'Zero waste' is becoming a reality in Europe according to three case studies published today by the Zero Waste Europe network, of which Friends of the Earth Europe is a member.
The successful development and implementation of 'Zero waste' is set to inspire further communities, towns and cities to transform our relationship with resources and adopt zero waste goals.
The cases studies focus on Capannori (Italy), Argentona (Catalonia, Spain) and Vhrnika (Slovenia). They review the stories of their successes to date, providing an analysis of the key elements that allowed such impressive transition.
These case studies show that, in contrast with the outdated idea of burning or burying our waste, preventing, reusing and recycling it create jobs and resilience, save money, and protect the environment and public health. Moreover, these Zero Waste efforts go hand-in-hand with clean production, producer responsibility, and waste minimization programs for dangerous and hard-to-recycle materials. Together, these practical, bottom-up strategies provide some of the best decentralized urban solutions for reducing climate pollution and conserving energy and natural resources.
Mariel Vilella, Zero Waste Europe's Associate Director and Editor of the case studies said: "These innovative practitioners are showing that zero waste is a feasible strategy whose day has come. With their own local particularities, the three best practices are good examples of how strong policy decisions combined with community empowerment and participation can achieve groundbreaking results."

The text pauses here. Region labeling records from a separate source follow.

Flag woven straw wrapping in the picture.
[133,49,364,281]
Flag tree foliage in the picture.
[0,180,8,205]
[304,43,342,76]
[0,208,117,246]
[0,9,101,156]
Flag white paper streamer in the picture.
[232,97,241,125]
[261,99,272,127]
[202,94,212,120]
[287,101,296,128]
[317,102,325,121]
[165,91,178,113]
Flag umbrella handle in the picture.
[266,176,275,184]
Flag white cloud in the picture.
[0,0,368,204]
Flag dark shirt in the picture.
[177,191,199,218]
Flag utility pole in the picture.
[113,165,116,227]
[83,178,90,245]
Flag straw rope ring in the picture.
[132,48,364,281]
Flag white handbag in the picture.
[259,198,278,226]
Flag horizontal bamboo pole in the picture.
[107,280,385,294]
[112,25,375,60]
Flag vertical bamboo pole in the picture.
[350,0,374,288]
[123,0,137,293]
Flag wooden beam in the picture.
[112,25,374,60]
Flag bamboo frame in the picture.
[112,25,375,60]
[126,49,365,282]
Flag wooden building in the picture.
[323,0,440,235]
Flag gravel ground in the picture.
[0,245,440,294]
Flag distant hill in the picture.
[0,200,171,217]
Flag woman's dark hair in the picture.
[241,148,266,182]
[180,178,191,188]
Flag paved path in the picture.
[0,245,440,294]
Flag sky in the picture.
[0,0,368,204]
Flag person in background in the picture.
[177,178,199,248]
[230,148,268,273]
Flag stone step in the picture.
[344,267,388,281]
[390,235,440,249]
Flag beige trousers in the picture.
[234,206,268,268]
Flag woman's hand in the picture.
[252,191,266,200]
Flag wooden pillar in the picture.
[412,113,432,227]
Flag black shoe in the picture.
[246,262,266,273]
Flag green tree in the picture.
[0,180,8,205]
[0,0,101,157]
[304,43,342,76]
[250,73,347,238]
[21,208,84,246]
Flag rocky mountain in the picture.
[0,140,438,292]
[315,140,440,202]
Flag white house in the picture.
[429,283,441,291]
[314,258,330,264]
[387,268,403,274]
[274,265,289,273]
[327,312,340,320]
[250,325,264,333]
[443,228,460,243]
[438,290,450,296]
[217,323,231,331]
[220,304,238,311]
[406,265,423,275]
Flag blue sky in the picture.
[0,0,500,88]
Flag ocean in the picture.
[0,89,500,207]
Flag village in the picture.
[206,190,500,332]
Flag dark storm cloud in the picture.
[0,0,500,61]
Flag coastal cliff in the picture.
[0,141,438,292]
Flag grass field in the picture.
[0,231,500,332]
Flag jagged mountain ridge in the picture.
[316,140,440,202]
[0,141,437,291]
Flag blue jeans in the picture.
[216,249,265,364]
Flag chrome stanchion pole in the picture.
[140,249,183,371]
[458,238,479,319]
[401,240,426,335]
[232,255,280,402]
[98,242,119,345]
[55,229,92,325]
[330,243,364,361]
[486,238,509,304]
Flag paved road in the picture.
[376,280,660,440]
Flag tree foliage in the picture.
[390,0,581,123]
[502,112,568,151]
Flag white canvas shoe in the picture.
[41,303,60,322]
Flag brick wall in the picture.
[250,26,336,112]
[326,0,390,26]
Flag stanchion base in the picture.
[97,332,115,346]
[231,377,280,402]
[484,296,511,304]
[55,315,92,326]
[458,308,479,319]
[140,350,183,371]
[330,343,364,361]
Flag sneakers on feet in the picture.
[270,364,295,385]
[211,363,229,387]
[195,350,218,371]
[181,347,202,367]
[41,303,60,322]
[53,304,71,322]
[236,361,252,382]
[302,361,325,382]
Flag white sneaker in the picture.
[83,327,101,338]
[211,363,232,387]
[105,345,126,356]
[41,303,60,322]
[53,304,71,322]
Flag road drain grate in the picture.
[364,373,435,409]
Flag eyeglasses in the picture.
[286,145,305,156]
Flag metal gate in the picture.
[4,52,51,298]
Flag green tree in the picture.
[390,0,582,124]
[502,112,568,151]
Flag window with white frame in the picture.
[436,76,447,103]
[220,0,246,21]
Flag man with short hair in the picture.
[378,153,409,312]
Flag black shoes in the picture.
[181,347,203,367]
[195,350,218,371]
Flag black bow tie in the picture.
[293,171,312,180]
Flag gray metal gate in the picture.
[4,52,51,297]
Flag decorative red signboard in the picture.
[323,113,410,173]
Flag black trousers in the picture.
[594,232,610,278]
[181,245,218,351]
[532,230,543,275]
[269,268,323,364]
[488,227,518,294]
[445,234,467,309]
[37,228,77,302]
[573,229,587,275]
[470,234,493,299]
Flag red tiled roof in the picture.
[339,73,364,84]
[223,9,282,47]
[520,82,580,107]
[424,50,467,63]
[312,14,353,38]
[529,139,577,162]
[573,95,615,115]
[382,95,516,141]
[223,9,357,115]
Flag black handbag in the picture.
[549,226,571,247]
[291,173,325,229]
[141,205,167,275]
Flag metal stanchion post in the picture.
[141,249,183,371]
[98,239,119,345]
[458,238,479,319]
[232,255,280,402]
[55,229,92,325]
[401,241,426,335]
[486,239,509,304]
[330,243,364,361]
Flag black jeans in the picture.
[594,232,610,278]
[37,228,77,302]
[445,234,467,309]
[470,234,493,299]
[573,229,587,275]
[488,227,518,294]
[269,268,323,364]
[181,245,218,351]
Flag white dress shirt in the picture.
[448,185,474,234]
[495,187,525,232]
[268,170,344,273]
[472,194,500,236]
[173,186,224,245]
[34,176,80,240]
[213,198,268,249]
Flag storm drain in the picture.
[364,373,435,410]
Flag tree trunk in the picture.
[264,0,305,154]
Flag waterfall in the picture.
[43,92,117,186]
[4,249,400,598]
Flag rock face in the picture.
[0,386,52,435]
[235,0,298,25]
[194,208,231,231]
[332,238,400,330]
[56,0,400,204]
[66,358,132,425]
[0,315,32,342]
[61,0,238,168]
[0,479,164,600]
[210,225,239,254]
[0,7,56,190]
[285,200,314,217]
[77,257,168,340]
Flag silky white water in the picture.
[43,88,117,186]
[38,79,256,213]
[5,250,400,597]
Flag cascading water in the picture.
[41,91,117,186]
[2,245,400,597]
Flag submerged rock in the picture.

Joan Marc Simon, Executive Director with Zero Waste Europe added, "At the policy level, these case studies show the feasibility of the proposals for a Circular Economy as presented by the European Commission in July 2014. Actually, the results offered by the network of zero waste municipalities prove that it is possible to aim even higher."
Ariadna Rodrigo, resource use campaigner at Friends of the Earth Europe, said: "We live in a resource-constrained world, where waste is not an option anymore. These inspiring examples show how we can put the concept of zero waste into practice. We expect that the review of the EU's circular economy package will make these practices the norm, rather than the exception, in Europe"
Some of the highlights of these case studies are:
- The Italian town of Capannori was the first town in Europe that committed to a Zero Waste goal. It has managed to reach 82% of separately collected municipal solid waste (MSW) and a 57% reduction between 2006 and 2011. Its Zero Waste Research Centre it's the first of its kind and keeps the system continually committed to reduce residual waste.
- The Catalan town of Argentona, in the northeast of Barcelona, spearheads the network of Catalan Zero Waste municipalities. When the door-to-door collection system was introduced in 2004, Argentona more than doubled its recycling rates and became a reference in Catalonia for separate collection and pay-as-you-throw.
- Vhrnika in Slovenia, even lacking the tradition of recycling boasted by many Western European nations, has leapfrogged the recycling rates of many better-established programmes around Europe, reaching 76.17% separate collection of municipal solid waste (MSW) and aiming to reach 82% in the next 5 years.